News:

MASM32 SDK Description, downloads and other helpful links
MASM32.com New Forum Link
masmforum WebSite

Instruction Timing

Started by Tight_Coder_Ex, December 14, 2010, 07:06:16 PM

Previous topic - Next topic

Tight_Coder_Ex

I probably shouldn't be bothered by something that is so irrelevant, but this business of instruction timing has got me baffled.

I will not believe in a million years that the instruction @ C7 when consider memory fetches etc only takes 1 cycle versus the one @ BB taking 3.

Of course that MS would leave something from earlier versions that has no meaning at all now doesn't surprise me either.

000000BB   3   FE 03 inc byte ptr [ebx] ; Set parameter table active status
000000BD   1   8B 65 FC         mov esp, StackPntr            ; Unroll stack in case pointer misaligned
     
000000C0   6p  66| 9D popf ; Recover flags from previous operation
   
000000C2   1   77 10 ja @F ; Description string had to be truncated
000000C4   1   83 EC 10 sub esp, 16 ; Point to parameters required by MessageBox
000000C7   1   C7 44 24 04 mov [esp + 4], offset ErrString
        0000004C R


So if anybody has any idea why this is, please share

redskull

While I certainly wouldn't trust the timings, the fact that the inc would take longer than the mov is correct.  After all, 'inc [ebx]' requires moving the value from memory to the CPU, incrementing the value, and then moving the value back, which is three times as many steps as just moving to memory.

But again, all these timings are generally meaningless with CPU's how they are today

-r
Strange women, lying in ponds, distributing swords, is no basis for a system of government

drizz

inc also modifies EFLAGS and preserves the CARRY flag.
The truth cannot be learned ... it can only be recognized.

dedndave

what is killing you is PUSHFD / POPFD (moreso the latter)
we cannot see the first part of the code that sets the flag for the JA instruction
so, can't make suggestions on how to avoid POPFD
show us a more complete snippet

right off hand, i would say you could duplicate the INC byte ptr [ebx] and MOV esp,StackPntr instructions so they are executed whether JA branches or not

        ja      @F

        inc byte ptr [ebx]
        mov     esp,StackPntr
;
;
;
@@:     inc byte ptr [ebx]
        mov     esp,StackPntr


another thing you might do would be to inc dword ptr [ebx] - make them dwords if it is practical to do so

dedndave

i also try to avoid CLD, STD, SAHF   :P
instructions that directly alter the flags are sluggish - i haven't tested CLC, CMC, STC

for example, if i need to STD, i may pushfd/pop eax and test to see if it is cleared, first - only setting it if needed

dedndave

oh - and.....

you are using PUSHF/POPF - that misaligns the stack   :bg
use PUSHFD/POPFD if you must

jj2007

QuoteIntel(R) Celeron(R) M CPU        420  @ 1.60GHz (SSE3)
6348    cycles for inc byte ptr [reg32]
6362    cycles for inc dword ptr [reg32]
6346    cycles for inc byte ptr Counter
6346    cycles for inc dword ptr Counter
6342    cycles for mov/inc/mov byte ptr Counter
5247    cycles for movzx/inc/mov byte ptr Counter

Tight_Coder_Ex

Thanks guys.  As this procedure is only called once everytime I intialize a new linked list, I'm not to concerned about cycles, but rather more from an interest point of view.  There will be as the application progresses a need to pay closer attention as some loops may have 2 to 3 million iterations.  Therefor I had hoped this listing be a little more meaningful.

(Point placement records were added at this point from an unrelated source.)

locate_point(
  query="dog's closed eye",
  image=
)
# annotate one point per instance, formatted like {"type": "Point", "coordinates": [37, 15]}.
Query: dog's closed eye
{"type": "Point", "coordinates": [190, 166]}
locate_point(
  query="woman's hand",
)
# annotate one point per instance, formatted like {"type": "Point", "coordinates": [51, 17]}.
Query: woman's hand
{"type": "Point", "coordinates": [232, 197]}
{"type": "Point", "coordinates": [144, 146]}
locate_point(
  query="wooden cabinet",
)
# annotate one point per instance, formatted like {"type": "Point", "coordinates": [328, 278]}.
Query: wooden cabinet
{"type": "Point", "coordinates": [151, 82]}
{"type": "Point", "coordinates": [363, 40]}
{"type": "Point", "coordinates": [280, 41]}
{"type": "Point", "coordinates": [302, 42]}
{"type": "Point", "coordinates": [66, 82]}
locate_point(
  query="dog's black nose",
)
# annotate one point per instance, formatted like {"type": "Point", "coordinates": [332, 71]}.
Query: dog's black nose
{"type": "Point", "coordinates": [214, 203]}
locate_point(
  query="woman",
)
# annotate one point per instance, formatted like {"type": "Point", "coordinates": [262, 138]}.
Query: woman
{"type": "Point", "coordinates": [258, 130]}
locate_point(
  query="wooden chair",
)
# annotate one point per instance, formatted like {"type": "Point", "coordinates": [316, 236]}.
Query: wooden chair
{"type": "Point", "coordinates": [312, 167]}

Incediously Dave, you caused me to catch a mistake, that without looking for the implication, meaning if there wasn't any API between PUSHF & POPF, I wasn't to concerned about alignment, but it did make me catch this.

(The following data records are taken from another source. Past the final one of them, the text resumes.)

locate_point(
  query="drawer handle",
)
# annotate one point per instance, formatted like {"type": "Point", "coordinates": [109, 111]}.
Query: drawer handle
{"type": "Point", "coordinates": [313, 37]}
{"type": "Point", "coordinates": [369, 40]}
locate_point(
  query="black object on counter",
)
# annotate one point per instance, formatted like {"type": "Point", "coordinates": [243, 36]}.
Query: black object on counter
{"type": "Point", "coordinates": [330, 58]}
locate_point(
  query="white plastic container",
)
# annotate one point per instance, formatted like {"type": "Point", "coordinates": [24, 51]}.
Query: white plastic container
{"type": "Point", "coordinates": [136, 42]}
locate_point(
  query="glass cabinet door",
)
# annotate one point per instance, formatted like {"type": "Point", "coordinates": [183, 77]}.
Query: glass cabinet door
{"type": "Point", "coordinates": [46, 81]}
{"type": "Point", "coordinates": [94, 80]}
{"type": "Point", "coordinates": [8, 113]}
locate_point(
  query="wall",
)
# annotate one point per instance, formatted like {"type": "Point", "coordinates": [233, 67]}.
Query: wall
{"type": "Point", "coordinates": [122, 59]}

pushf ; Save result of test

push eax
push ListD
lea eax, [ebx].Description
push eax ; Place in buffer
call lstrcpyn ; Move

inc byte ptr [ebx] ; Set parameter table active status
mov esp, StackPntr ; Unroll stack in case pointer misaligned

popf ; Recover flags from previous operation


Probably not a good idea changing the stack pointer just before one pops something off stack

dedndave

prescott w/htt...
Intel(R) Pentium(R) 4 CPU 3.00GHz (SSE3)
6827    cycles for inc byte ptr [reg32]
6148    cycles for inc dword ptr [reg32]
6369    cycles for inc byte ptr Counter
5972    cycles for inc dword ptr Counter
8615    cycles for mov/inc/mov byte ptr Counter
8234    cycles for movzx/inc/mov byte ptr Counter

6433    cycles for inc byte ptr [reg32]
7257    cycles for inc dword ptr [reg32]
5931    cycles for inc byte ptr Counter
6027    cycles for inc dword ptr Counter
9330    cycles for mov/inc/mov byte ptr Counter
7974    cycles for movzx/inc/mov byte ptr Counter

dedndave

Tight

you might try this, rather than using POPF or POPFD
(and - stack misalignment is bad, whether you use an API or not)

        pushfd
;
;
;
        pop     eax
        test    eax,FlagBits
        jz      SomeLabel

this may seem like a little more code, but avoids setting the flags directly   :U
lemme see - JA is jump if no carry and not zero - both those bits must be cleared to branch

Tight_Coder_Ex

Quote from: dedndave on December 14, 2010, 09:03:00 PM
stack misalignment is bad, whether you use an API or not

Good Point and I do usually try to avoid bad habits

dedndave

here is the evidence   :bg
POP EAX/TEST
7 10 8 9 7 7 9 8 9 7 9 7 9 6 7 8
POPFD
100 103 101 98 98 99 98 99 97 100 99 100 97 100 98 99


you can replace this code
        popfd
        ja      @F


with this code
        pop     eax
        test    eax,41h
        jz      @F

Tight_Coder_Ex

Thanks Dave, and I'll definately make a note of it as in high interation loops it would much a big difference, espcially where video is involved

dedndave

i hope that helps a lot of coders   :U